Before I went to China, I saw the Chinese movie, The Shower. In the film, the public baths were a place to forge friendships, unload your troubles and even play cards. Bathing was part of it — but only part. It piqued my interest. I thought maybe a visit to one might give me a little more insight to the people.
A Little Chinese Bath History
A little research revealed that bathing has been an important part of the Chinese culture since the Shang Dynasty (16th century-11th century BC). Before rituals like sacrifices and coronations, formal baths were mandatory.
Hot springs, medical soaks and steam baths became popular with the upper class during the Han (206 BC-AD 220) and Tang (AD 618-907) dynasties. As time passed, they became a social event, the place to meet friends and, since many homes had no heating, the place to feel warm on a cold night. But today, China has an overzealous modernization agenda. There’s indoor plumbing in most apartments. Community baths are disappearing. You have to search pretty hard to find one.
In Xian, our guide, Jing delivered: She found what she called a “middle class public bath” for me at the King Care Hotel.
So now I am about to have my Chinese bath experience. In its purple lobby, I exchange my shoes for rubber sandals and go upstairs, where I learn that I am expected to strip all the way down to my wedding ring. So bathers won’t have to witness my body, which is equivalent in size to three Chinese women, I asked Jing to get me a towel.
After getting me the towel, Jing asks, “There are three massage choices: honey, milk and salt. Which would you like?” I vote in favor of something new: Honey.
In Your Bucket Because…
- You want to do something that a busload of tourists wouldn’t do.
- You have heard that public baths were once a way of life with the Chinese.
- Because of China’s modernization, public baths are quickly vanishing and you want to experience one before they disappear altogether.
- You are a spa person and like trying out different types of treatments.
I look around the clean, attractive bathing area. There is a wall of showers, a large soaking pool, a sauna, steam room and several side rooms. Groups of naked, Barbie-sized ladies nonchalantly walk around or sit in the pool and chatter. Being the only Caucasian there, I become the immediate main attraction: the ladies stop chatting and simply gape. During my shower, the skinny ladies gather around me and stare. Even in the steam room, eyes watch me through the window.
For my treatment, I am led to a noisy, brightly lit room that has about ten adjustable lounge chairs. The “therapists” scream across the room. My masseuse proceeds to spray hot water on the lounge and line it with plastic wrap.

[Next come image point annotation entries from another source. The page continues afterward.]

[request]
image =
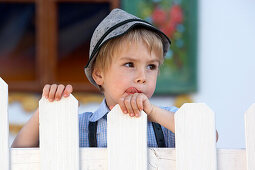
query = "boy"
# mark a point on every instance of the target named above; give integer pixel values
(125, 55)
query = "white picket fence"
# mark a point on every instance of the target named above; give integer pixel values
(127, 142)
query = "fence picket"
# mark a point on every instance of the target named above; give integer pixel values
(4, 126)
(195, 137)
(250, 137)
(59, 134)
(126, 141)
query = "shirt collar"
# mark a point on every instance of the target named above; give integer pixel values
(101, 111)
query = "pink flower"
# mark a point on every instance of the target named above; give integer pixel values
(176, 14)
(159, 16)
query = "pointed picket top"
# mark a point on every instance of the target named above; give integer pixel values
(4, 126)
(126, 140)
(59, 134)
(250, 136)
(195, 137)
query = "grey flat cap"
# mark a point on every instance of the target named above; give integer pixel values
(117, 23)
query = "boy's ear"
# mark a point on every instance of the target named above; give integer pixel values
(97, 75)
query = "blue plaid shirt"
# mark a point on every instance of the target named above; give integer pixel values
(100, 115)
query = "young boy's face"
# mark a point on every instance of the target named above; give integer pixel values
(134, 69)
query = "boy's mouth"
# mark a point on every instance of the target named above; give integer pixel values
(132, 90)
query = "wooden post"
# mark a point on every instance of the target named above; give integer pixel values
(4, 127)
(126, 141)
(195, 137)
(250, 137)
(59, 134)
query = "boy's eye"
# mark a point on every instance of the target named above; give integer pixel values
(151, 67)
(129, 64)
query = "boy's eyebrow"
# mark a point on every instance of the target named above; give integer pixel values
(134, 59)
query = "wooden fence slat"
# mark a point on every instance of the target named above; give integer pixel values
(195, 137)
(59, 134)
(250, 137)
(96, 159)
(126, 141)
(4, 126)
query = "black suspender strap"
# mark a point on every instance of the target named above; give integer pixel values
(93, 134)
(159, 135)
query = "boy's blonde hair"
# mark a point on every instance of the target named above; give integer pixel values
(109, 50)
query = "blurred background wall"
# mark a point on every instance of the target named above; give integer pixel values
(225, 68)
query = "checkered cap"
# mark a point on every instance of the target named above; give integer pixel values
(117, 23)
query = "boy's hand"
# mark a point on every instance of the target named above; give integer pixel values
(133, 104)
(55, 92)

She hands me a package. I assume that is some kind of covering to use during the treatment. Maybe the tiny ladies could wear this thing. Not me. I am starting to really get depressed. I hand it back to her. Turns out, it’s a mitt. She rubs my body with it like she is sanding a piece of lumber. Layers of my skin are falling to the floor. Then she rinses me with a hose.
That done, my masseuse leads me to a chalkboard. Slowly she reads each Chinese character and explains them to me–in Chinese. She is patient and trying very hard to please me. Since my Chinese consists only of “please” and “thank you,” I politely nod.
It is back to the Saran Wrap-covered lounge. She is holding a gallon-sized bottle of very, very slightly diluted honey. Using a combination of reflexology, stretching and pounding, she spreads it all over my body. The noisy chatter continues.
Totally honey-glazed, I am now a fly magnet. If a bear should happen by, I am dead meat. Out comes the hose. I feel like a car in a car wash.
Next, the sauna. I sit there thinking that this is a way of life with many Chinese. They come to do something special for themselves, put the outside world aside, share the ups and downs of their lives with their friends and just relax. It is sad that this tradition is disappearing.
After a few minutes, I notice a shiny patina forming over my body. I leave thinking if I stay much longer, the honey will have to be removed with a chisel. Asian eyes follow the whole process. The ladies put their hands over their mouths and whisper to one another. I shower and shampoo. The honey stays on my body. I shower and shampoo two more times without much progress. So, I smile at them and I leave.
Meanwhile, my husband, Lou, is a captive in the men’s section. He has no Chinese man to explain that he wants a massage. Because they are mesmerized by his size 13 feet, he gets a foot massage. It lasts forever. He is only freed when a male patron enters the lobby and Jing asks if he could get Lou to come down.We pay for the treatments and leave. Two days and several shampoos and baths later, my finger sticks to my ear when I try to put on an earring. The honey hasn’t washed away.
And the memories never will.
- This is not the typical spa.
- No one speaks English. You need someone that speaks Chinese to explain to the therapist what you want.
- Be prepared to walk around buck naked.
- The treatment, bath and everything costs around US$13.